Friday, August 24, 2012

I Can’t Find A Great Summer Read


You would think that someone in the book industry would be able to find the perfect book to escape with while on vacation, but I found a trip to Barnes & Noble the other night to be fruitless.

Sure I could have gone off of reviews or recommendations of friends and colleagues, but I wanted to just discover a book. I must have looked at a hundred books, scanning the shelves in desperation to find a book I could love. I was met with disappointment.

I am sure there is at least one good book in this store, but I just could not find it. I looked at biography, erotica, thriller, and photography books. Nothing made me feel I had to have it. I wanted to like what I put in my hands, but cover images and titles didn’t lure me in and jacket copy didn’t close the deal. Flipping through pages to randomly capture an undeniably great sentence didn’t work either.
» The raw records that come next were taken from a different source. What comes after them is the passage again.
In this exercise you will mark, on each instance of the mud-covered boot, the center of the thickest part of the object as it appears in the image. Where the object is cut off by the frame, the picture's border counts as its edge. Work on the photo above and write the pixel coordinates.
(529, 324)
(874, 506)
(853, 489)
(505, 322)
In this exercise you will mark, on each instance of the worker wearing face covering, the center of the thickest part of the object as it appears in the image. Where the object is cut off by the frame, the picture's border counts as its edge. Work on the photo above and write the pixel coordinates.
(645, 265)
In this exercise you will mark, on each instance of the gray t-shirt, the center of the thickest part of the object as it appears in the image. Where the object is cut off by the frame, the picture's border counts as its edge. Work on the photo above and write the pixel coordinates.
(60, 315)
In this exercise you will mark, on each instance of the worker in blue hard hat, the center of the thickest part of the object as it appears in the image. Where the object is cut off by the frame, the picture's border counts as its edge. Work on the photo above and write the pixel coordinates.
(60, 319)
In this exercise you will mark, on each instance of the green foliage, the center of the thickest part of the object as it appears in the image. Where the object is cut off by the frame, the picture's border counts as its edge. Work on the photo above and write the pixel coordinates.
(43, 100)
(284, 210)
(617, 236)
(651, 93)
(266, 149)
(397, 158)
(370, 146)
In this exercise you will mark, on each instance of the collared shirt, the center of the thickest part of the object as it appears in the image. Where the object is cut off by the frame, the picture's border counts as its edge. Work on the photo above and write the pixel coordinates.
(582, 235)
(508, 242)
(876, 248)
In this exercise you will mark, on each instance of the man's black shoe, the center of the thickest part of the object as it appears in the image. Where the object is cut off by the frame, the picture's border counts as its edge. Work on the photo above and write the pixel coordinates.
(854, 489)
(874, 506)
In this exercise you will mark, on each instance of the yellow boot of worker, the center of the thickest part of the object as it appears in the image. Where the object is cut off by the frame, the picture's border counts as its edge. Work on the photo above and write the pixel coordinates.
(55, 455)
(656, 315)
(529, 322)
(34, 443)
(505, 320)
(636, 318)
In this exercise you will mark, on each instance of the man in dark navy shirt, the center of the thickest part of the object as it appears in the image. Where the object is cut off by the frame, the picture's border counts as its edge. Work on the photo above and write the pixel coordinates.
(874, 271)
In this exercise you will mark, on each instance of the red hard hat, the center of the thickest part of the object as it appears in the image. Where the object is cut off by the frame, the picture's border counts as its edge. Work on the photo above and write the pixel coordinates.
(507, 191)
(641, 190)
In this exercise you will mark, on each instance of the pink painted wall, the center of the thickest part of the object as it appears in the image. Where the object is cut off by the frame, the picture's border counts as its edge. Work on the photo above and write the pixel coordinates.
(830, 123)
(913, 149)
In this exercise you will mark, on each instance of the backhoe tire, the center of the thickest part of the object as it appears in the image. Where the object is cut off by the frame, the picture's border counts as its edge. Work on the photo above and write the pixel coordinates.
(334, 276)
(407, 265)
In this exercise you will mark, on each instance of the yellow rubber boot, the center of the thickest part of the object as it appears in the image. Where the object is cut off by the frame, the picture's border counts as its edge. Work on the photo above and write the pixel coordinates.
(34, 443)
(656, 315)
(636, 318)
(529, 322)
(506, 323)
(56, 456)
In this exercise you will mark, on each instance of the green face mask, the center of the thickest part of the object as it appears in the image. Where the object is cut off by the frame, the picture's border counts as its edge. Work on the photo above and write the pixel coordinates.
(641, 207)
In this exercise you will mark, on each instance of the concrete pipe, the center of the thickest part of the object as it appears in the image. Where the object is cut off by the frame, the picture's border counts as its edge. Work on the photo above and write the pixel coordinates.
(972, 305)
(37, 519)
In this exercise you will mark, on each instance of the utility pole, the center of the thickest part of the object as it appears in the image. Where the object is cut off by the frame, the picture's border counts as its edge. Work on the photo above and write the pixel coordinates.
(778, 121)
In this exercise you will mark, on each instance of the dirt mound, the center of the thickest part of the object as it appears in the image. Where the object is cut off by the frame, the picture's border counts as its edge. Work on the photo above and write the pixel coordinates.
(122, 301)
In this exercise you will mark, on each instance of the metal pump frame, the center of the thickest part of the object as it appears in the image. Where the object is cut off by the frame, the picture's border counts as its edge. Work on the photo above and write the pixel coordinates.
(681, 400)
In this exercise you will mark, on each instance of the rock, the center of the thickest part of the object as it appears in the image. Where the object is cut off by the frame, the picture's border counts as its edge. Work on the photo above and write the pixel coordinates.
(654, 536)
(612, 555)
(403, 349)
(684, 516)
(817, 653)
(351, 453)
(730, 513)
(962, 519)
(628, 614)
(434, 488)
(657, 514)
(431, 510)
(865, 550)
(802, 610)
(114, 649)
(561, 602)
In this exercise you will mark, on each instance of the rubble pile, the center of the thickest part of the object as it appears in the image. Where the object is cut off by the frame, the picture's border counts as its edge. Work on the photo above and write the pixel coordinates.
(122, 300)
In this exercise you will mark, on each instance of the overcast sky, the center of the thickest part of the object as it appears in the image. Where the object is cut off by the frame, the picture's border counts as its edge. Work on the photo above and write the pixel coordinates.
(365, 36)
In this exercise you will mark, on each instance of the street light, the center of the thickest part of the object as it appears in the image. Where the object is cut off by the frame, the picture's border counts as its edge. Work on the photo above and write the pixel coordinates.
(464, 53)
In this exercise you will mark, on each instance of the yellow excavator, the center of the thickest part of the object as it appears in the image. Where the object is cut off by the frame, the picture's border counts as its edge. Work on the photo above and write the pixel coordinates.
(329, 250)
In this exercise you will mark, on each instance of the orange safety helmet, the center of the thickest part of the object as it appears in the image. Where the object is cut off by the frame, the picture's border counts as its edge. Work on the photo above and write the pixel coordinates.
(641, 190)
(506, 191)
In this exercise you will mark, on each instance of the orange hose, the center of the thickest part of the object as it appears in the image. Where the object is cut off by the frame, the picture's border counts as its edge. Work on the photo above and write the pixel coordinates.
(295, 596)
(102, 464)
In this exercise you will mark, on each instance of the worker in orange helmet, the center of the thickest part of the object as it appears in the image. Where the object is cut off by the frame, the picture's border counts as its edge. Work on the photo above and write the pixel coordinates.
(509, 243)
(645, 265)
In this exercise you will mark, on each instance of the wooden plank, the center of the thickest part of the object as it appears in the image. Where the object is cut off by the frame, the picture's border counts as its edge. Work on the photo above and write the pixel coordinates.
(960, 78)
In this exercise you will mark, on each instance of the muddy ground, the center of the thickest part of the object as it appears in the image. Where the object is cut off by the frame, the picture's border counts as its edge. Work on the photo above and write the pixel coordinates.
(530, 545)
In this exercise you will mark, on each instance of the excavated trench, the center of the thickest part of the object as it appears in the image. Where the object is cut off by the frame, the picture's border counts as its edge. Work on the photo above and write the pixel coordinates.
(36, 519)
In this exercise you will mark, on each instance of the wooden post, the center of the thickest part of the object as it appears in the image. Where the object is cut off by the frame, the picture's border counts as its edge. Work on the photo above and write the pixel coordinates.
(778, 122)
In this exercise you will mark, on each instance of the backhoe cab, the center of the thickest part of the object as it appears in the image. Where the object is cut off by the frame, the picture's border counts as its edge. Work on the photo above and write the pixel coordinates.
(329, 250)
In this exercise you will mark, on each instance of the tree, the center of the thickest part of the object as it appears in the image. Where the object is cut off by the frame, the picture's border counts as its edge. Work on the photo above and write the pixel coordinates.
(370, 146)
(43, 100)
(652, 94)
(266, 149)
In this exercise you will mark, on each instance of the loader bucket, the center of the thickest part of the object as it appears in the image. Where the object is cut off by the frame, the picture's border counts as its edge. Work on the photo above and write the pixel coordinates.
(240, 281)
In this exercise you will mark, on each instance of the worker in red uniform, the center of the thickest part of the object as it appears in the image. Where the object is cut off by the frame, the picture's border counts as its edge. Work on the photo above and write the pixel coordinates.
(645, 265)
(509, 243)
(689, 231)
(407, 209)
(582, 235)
In my sampling of books I just did not feel I was being offered something new. I can see why Fifty Shades of Grey has captured the top spots on best-seller lists for months. Not only is it a testament to the social barrier these books have broken, but it shows that nothing out there is unifying people to rally to its support. Even books that are selling well by industry standards couldn’t fill up a baseball stadium of readers. Where is the great book?

Maybe there are some exceptionally good books out there but their covers and descriptive copy fall so short that consumers cannot get past the surface to dig for the fruit. For all I know, there could be some real gems out there but when you judge a book by its cover, you get nowhere.

I might spend my upcoming vacation doing what I love more than reading or anything else – writing. I am 1900 pages deep into a book on ethics and 220 pages deep into a book on marketing, but perhaps it is time to try my hand at fiction.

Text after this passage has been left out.